Like peppermint, ginger in the form of tea can calm the digestive tract and even ease nausea, Shiue says. But why stop with your beverage? "Just add a few slices of fresh ginger root to your chicken or vegetable soup, or grate some into your stir-fry," she recommends. If your base for that ginger soup is bone broth – bonus points. The collagen in the broth strengthens your inner "skin" (aka intestinal walls) the same way it benefits the skin you can see, Foroutan says. Salmon and other fatty fish also supply ample collagen, as do eggs. Ramen anyone?

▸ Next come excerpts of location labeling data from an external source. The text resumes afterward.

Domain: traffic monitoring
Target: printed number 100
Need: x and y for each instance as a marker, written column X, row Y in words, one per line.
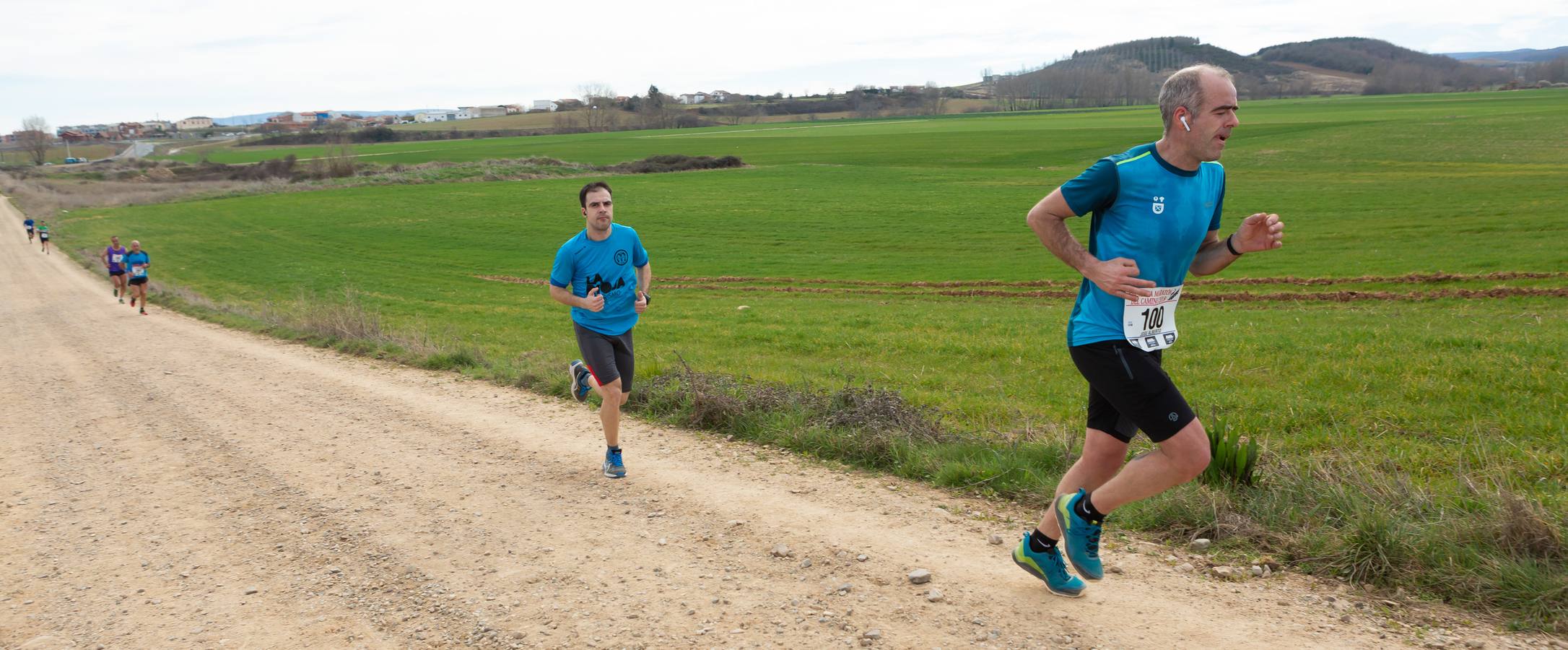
column 1153, row 318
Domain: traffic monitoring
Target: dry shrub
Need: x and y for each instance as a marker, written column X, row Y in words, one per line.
column 676, row 162
column 1526, row 533
column 880, row 410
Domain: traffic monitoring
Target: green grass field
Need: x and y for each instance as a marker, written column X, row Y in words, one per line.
column 1447, row 385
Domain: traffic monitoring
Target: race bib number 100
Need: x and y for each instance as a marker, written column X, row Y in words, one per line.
column 1150, row 322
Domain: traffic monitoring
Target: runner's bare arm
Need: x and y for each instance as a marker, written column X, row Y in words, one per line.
column 1117, row 277
column 1258, row 233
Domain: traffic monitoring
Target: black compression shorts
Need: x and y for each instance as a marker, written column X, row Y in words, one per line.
column 607, row 357
column 1129, row 391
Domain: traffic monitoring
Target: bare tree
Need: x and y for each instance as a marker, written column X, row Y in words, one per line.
column 599, row 105
column 35, row 139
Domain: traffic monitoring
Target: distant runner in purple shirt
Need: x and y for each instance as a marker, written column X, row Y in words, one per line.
column 115, row 261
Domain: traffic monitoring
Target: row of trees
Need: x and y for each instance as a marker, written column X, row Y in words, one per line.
column 1079, row 85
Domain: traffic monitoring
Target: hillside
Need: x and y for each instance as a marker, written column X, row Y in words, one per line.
column 1390, row 68
column 1351, row 54
column 1172, row 52
column 1526, row 56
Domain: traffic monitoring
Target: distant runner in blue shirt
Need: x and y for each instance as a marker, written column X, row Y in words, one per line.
column 1156, row 219
column 115, row 264
column 137, row 263
column 603, row 275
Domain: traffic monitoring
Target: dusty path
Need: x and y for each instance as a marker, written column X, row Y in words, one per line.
column 165, row 482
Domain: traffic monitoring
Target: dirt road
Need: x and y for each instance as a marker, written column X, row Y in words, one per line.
column 165, row 482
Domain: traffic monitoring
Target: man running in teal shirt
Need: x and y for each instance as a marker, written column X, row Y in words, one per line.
column 1156, row 219
column 603, row 274
column 137, row 261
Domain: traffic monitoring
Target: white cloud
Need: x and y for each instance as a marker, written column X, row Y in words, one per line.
column 103, row 60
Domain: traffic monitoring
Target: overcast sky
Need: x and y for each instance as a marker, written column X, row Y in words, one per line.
column 77, row 61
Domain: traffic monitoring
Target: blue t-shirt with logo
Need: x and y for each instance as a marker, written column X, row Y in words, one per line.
column 610, row 266
column 137, row 264
column 1148, row 211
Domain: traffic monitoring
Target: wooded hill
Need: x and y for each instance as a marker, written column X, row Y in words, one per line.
column 1131, row 73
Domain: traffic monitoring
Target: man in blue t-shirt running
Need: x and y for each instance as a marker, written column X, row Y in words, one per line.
column 137, row 263
column 603, row 275
column 1156, row 219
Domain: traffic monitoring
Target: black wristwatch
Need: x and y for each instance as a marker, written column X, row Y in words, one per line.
column 1233, row 248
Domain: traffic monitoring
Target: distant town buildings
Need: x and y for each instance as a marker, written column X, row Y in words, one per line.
column 706, row 98
column 193, row 123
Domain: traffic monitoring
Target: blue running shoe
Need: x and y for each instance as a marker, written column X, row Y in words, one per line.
column 580, row 385
column 612, row 464
column 1079, row 536
column 1047, row 567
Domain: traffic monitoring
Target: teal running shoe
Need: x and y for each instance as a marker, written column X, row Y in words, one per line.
column 1047, row 567
column 612, row 464
column 1079, row 536
column 580, row 384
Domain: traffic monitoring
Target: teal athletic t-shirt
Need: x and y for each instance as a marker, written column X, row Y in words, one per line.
column 1148, row 211
column 137, row 263
column 610, row 266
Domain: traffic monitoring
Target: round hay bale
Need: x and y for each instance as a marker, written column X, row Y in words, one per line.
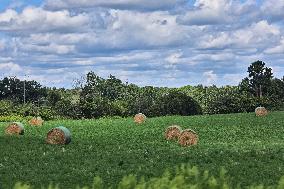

If Asian flavorings aren't your cup of (chamomile) tea, Indian, Mediterranean and Latin American-inspired dishes made with spices like cumin, coriander, fennel and cardamom have been soothing indigestion around the world throughout history, Shiue says. "Besides their medicinal effects, using these herbs can add a lot of flavor to vegetables and other healthier foods, rather than relying on sugar, salt and fat," she says. Try blending cumin, cardamom and coriander in a little oil for a vegetable saute, or making a curry by adding water and coconut milk, Shiu recommends.


Italian more your style? Rather than loading up on pizza or pasta with sugary spaghetti sauce (sugar feeds yeast in your gut that can overgrow and lead to further digestive distress, Foroutan says) enjoy some oregano on, say, spaghetti squash or baked chicken. "Dried and fresh oregano can help to reinstate balance in the gut," Foroutan says. "[It's] the idea of feeding and weeding your [microbial] garden."